FinallySkidFree's picture

Wait until December. DON"T tell him before that and if you announce it on FB make sure your settings are super locked down so the BM doesn't get wind of it either. Here are my thoughts on why. Pregnancy is hard enough on your body and mental state without the added dread of dealing with an abusive POS BM and her snowflake kid. Your emotional state plays a HUGE role on how your baby feels, everything you do and feel is passed onto your child. So protect him/her in every way possible. As far as baby and SS sharing a room goes. The first 6 months of the babies life, I personally would leave the crib in your bedroom. Move him into the other bedroom once he is sleeping thru the night and can let SS have a good nights sleep as well. They should share a bedroom, it doesn't make sense to move stuff in and out of a room to make the SS feel good about himself. They are siblings, siblings share bedrooms, that's just the way it is. I would also install a camera in that room, just to be safe. Try and enjoy your pregnancy. Your SS is around 6 weeks out of 52. Grin and bear it. It'll be fine.

BethAnne's picture

Ohh Ohh Ohhh... I know the answer to this....my SD's mother mailed a valentines card to SD (we do long distance too) with an ultra sound of her baby ....no other explanation....no phone call....then left it to us to tell SD what it was (she didn't know what it was) and what it meant....As your due date is in february maybe don't tell him what is happening until next february then mail a valentines card with a photo of you, your DH and the new babs....?

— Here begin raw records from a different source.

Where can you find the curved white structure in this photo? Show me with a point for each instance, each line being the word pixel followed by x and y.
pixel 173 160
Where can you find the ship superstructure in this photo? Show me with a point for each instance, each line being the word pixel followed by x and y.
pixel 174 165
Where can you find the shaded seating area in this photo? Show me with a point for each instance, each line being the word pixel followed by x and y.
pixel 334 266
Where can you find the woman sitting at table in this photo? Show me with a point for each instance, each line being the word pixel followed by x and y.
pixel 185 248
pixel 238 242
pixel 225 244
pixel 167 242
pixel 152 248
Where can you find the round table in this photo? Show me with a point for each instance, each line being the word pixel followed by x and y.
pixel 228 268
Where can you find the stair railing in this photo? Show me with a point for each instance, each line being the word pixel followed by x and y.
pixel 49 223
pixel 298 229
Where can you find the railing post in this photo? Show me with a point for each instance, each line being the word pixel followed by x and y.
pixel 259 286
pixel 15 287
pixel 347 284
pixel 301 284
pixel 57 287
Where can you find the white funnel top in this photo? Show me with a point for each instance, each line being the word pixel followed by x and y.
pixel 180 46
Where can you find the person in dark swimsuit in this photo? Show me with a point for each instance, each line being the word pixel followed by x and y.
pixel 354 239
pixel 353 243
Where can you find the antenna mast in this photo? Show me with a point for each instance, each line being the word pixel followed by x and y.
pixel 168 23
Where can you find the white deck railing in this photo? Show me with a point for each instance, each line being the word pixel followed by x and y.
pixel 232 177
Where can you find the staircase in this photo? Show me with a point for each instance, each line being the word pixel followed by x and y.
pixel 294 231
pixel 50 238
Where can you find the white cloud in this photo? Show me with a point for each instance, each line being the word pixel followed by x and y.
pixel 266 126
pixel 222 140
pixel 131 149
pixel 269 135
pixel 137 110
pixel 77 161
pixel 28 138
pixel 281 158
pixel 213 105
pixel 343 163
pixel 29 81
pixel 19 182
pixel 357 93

Just kidding...that was an example of how NOT to announce a new baby to a sibling...though it didn't seem to affect SD and we are reasonable people so had a reasonable reaction for SD rather than trying to PAS her or tell her she is being replaced or anything. 

I agree with the  others, wait until December to tell him. I would also not tell him about the baby and him sharing a room. The baby should sleep in your room for at least 6 months anyway and you think you might get a new place by next summer so SS should be able to keep a room to himself. You don't need to set up a nursery until the baby moves out of your room. My 5 month old is still in with us and we have yet to sort out his bedroom and build his crib etc.